The SERIAL
pseudo data type is a keyword that can be used in lieu of a real data type when defining table columns. It is approximately equivalent to using an integer type with a DEFAULT
expression that generates different values every time it is evaluated. This default expression in turn ensures that inserts that do not specify this column will receive an automatically generated value instead of NULL
.
SERIAL
is provided only for compatibility with PostgreSQL. New applications should use real data types and a suitable DEFAULT
expression.
In most cases, we recommend using the UUID
data type with the gen_random_uuid()
function as the default value, which generates 128-bit values (larger than SERIAL
's maximum of 64 bits) and more uniformly scatters them across all of a table's underlying key-value ranges. UUIDs ensure more effectively that multiple nodes share the insert load when a UUID column is used in an index or primary key.
See this FAQ entry for more details.
Modes of operation
The keyword SERIAL
is recognized in CREATE TABLE
and is automatically translated to a real data type and a DEFAULT
expression during table creation. The result of this translation is then used internally by CockroachDB, and can be observed using SHOW CREATE
.
The chosen DEFAULT
expression ensures that different values are automatically generated for the column during row insertion. These are not guaranteed to increase monotonically, see this section below for details.
There are five possible translation modes for SERIAL
:
Mode | Description |
---|---|
rowid (default) |
SERIAL implies DEFAULT unique_rowid() . The real data type is always INT8 , regardless of the default_int_size session variable or sql.defaults.default_int_size cluster setting. |
unordered_rowid |
SERIAL implies DEFAULT unordered_unique_rowid() . The real data type is always INT8 , regardless of the default_int_size session variable or sql.defaults.default_int_size cluster setting. |
virtual_sequence |
SERIAL creates a virtual sequence and implies DEFAULT nextval(<seqname>) . The real data type is always INT8 , regardless of the default_int_size session variable or sql.defaults.default_int_size cluster setting. |
sql_sequence |
SERIAL creates a regular SQL sequence and implies DEFAULT nextval(<seqname>) . The real data type depends on SERIAL variant. |
sql_sequence_cached |
SERIAL creates a regular SQL sequence and implies DEFAULT nextval(<seqname>) , caching the results for reuse in the current session. The real data type depends on SERIAL variant. When the cache is empty, the underlying sequence will only be incremented once to populate the cache.When this mode is set, the sql.defaults.serial_sequences_cache_size cluster setting controls the number of values to cache in a user's session, with a default of 256. |
These modes can be configured with the session variable serial_normalization
.
The particular choice of DEFAULT
expression when clients use the SERIAL
keyword is subject to change in future versions of CockroachDB. Applications that wish to use unique_rowid()

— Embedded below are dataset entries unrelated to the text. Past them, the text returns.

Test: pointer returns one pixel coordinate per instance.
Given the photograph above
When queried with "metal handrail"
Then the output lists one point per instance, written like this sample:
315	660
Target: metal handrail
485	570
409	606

specifically must use the full explicit syntax INT DEFAULT unique_rowid()
and avoid SERIAL
altogether.
New in v22.2: Use ALTER ROLE ALL SET {sessionvar} = {val}
instead of the sql.defaults.*
cluster settings. This allows you to set a default value for all users for any session variable that applies during login, making the sql.defaults.*
cluster settings redundant.
Generated values for modes rowid
and virtual_sequence
In both modes rowid
and virtual_sequence
, a value is automatically generated using the unique_rowid()
function. The difference between rowid
and virtual_sequence
is that the latter setting also creates a virtual (pseudo) sequence in the database. However, in both cases the unique_rowid()
function is ultimately used to generate new values. This function produces a 64-bit integer (i.e., INT8
) from the current timestamp and ID of the node executing the INSERT
or UPSERT
operation. This behavior is statistically likely to be globally unique except in extreme cases (see this FAQ entry for more details).
The unique_rowid()
function creates a unique integer composed of the current time at a 10-microsecond granularity and the instance-id
. The instance-id
is stored in the lower 15 bits of the returned value and the timestamp is stored in the upper 48 bits. The top-most bit is left empty so that negative values are not returned. The 48-bit timestamp field provides for 89 years of timestamps. CockroachDB uses a custom epoch (Jan 1, 2015) in order to utilize the entire timestamp range.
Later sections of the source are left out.